Between six to nine employees from each organisation go through the programme each year, giving a class size of around 25 to 30 and, suggests programme director Anthony Mitchell, the best of both worlds.

"For the employers you get a cadre of students who you know have gone through the same learning experience rather than doing it through different business schools. And for the employees it is not too restricted, but they get a chance to relate it back to their business," he says.

Irrespective of whether you have a corporate or open enrolment MBA under your belt, if an employer is simply looking to lock you in or then fails to rise to the challenge of using your new potential to the full, it deserves to lose you, he adds.

'Going the in-house route certainly saves you a money and can make a lot of sense'

Deutsche Bank vice-president in HR and learning and development Thomas Baumeister graduated from the Ashridge consortium MBA programme last December.

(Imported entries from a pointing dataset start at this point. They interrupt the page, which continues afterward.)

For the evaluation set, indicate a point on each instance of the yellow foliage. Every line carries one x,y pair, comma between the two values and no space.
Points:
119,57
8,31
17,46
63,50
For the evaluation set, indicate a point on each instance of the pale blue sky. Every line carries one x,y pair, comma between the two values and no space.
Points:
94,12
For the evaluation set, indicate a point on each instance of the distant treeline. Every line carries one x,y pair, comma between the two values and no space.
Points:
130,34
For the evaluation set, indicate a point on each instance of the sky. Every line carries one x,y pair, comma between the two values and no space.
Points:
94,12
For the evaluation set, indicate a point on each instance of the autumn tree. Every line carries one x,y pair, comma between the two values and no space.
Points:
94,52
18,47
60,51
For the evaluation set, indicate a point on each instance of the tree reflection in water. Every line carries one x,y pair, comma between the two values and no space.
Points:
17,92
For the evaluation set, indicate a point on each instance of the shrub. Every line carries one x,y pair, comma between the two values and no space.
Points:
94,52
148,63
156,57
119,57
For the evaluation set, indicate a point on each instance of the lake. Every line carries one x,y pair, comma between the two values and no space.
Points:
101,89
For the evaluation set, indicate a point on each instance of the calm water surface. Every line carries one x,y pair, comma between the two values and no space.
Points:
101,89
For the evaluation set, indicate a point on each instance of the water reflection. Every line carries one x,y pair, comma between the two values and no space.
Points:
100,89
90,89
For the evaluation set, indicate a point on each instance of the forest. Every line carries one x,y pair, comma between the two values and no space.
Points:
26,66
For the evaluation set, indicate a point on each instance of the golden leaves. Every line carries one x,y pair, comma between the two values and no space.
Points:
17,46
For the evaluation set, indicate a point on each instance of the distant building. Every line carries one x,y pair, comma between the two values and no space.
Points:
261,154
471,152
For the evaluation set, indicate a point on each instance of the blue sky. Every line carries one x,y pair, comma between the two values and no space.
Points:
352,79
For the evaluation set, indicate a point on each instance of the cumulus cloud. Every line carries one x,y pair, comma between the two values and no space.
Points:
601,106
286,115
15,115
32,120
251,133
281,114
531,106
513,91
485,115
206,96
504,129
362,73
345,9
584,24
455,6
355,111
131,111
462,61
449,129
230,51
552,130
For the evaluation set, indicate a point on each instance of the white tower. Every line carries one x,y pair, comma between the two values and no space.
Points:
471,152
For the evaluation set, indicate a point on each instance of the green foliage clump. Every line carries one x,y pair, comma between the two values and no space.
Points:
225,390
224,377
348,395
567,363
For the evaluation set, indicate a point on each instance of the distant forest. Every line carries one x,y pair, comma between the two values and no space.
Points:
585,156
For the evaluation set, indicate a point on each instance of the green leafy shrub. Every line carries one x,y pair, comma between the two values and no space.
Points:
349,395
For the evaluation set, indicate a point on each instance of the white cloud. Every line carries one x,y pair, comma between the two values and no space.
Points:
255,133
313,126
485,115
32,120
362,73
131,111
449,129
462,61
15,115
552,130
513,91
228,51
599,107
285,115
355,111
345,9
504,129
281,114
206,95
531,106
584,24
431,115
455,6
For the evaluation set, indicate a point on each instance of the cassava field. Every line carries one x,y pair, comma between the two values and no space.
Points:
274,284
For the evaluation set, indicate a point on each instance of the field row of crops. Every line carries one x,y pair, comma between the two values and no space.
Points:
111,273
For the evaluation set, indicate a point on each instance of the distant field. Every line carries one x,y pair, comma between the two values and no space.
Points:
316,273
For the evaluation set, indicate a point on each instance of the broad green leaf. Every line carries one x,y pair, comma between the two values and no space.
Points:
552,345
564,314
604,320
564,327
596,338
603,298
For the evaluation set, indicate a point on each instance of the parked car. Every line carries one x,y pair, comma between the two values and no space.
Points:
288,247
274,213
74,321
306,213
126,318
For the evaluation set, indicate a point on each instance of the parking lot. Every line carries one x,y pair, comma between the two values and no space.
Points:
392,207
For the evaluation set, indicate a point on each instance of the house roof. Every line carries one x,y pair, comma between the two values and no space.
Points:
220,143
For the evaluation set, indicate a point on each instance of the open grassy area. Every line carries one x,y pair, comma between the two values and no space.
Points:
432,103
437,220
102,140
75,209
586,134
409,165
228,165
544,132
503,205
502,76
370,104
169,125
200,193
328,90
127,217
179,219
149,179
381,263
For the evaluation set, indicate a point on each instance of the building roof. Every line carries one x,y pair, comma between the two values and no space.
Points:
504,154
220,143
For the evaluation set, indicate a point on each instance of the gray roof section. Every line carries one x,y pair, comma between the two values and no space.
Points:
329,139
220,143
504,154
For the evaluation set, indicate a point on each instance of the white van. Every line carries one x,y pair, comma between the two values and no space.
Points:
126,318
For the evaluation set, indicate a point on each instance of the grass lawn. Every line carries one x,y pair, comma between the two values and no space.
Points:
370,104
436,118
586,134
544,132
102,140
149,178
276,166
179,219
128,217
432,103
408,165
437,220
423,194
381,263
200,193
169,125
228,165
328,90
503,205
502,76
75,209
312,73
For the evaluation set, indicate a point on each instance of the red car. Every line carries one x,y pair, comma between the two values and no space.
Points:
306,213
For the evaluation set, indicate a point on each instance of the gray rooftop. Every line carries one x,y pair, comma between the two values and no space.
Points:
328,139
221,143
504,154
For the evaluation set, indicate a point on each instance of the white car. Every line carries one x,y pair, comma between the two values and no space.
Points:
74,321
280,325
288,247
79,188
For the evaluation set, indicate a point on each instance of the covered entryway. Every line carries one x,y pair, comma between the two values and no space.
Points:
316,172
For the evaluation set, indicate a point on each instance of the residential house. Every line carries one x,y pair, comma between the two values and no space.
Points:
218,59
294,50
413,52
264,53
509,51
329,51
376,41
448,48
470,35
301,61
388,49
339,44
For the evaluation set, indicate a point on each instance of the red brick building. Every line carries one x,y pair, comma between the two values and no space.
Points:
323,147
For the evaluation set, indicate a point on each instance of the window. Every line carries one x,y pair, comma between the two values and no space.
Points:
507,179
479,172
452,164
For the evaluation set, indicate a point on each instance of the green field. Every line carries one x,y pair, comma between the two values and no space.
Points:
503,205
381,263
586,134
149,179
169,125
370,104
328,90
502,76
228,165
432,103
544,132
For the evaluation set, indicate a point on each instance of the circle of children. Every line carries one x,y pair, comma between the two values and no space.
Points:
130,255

Going the in-house route certainly saves you money and, if your focus is very much on your current employer anyway, can make a lot of sense, suggests Baumeister, 45.

"You get to work with colleagues from the same organisation, so although thee diversity of participants might not be as strong as on an open enrolment programme, the opportunities to learn from colleagues might be even better," he says. Ashridge already has a strong brand within the bank, meaning that simply having its name on your degree can be a passport to success, he adds.

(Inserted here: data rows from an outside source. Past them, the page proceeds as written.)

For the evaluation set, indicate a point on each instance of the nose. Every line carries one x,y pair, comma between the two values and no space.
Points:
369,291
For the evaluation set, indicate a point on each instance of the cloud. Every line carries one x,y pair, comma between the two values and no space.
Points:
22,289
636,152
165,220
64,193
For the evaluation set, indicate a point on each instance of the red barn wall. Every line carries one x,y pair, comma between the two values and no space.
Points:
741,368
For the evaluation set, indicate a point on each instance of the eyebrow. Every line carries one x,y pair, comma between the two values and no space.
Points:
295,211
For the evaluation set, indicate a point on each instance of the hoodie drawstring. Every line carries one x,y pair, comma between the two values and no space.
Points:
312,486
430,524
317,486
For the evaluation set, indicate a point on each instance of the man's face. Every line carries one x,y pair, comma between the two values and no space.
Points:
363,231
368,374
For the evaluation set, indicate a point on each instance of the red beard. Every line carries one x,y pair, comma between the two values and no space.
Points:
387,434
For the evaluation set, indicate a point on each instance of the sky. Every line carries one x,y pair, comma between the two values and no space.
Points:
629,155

"Potential employers do not care whether it is a consortium or an open enrolment degree. They care about whether it's an executive MBA and the reputation of the business school," he says. The bank also offers people the option of doing an MBA in co-operation with Duke University in the US or with Goethe University in Frankfurt.

Although he is more than happy with his qualification, Baumeister does recognise there were potential weaknesses in going this route. "It can be limited in the scope of its recruits. The school is dependent on the companies and the quality of people that they send."

But he adds: "Studying abroad at Ashridge was a very valuable experience for me and the course has improved its internationality since that time."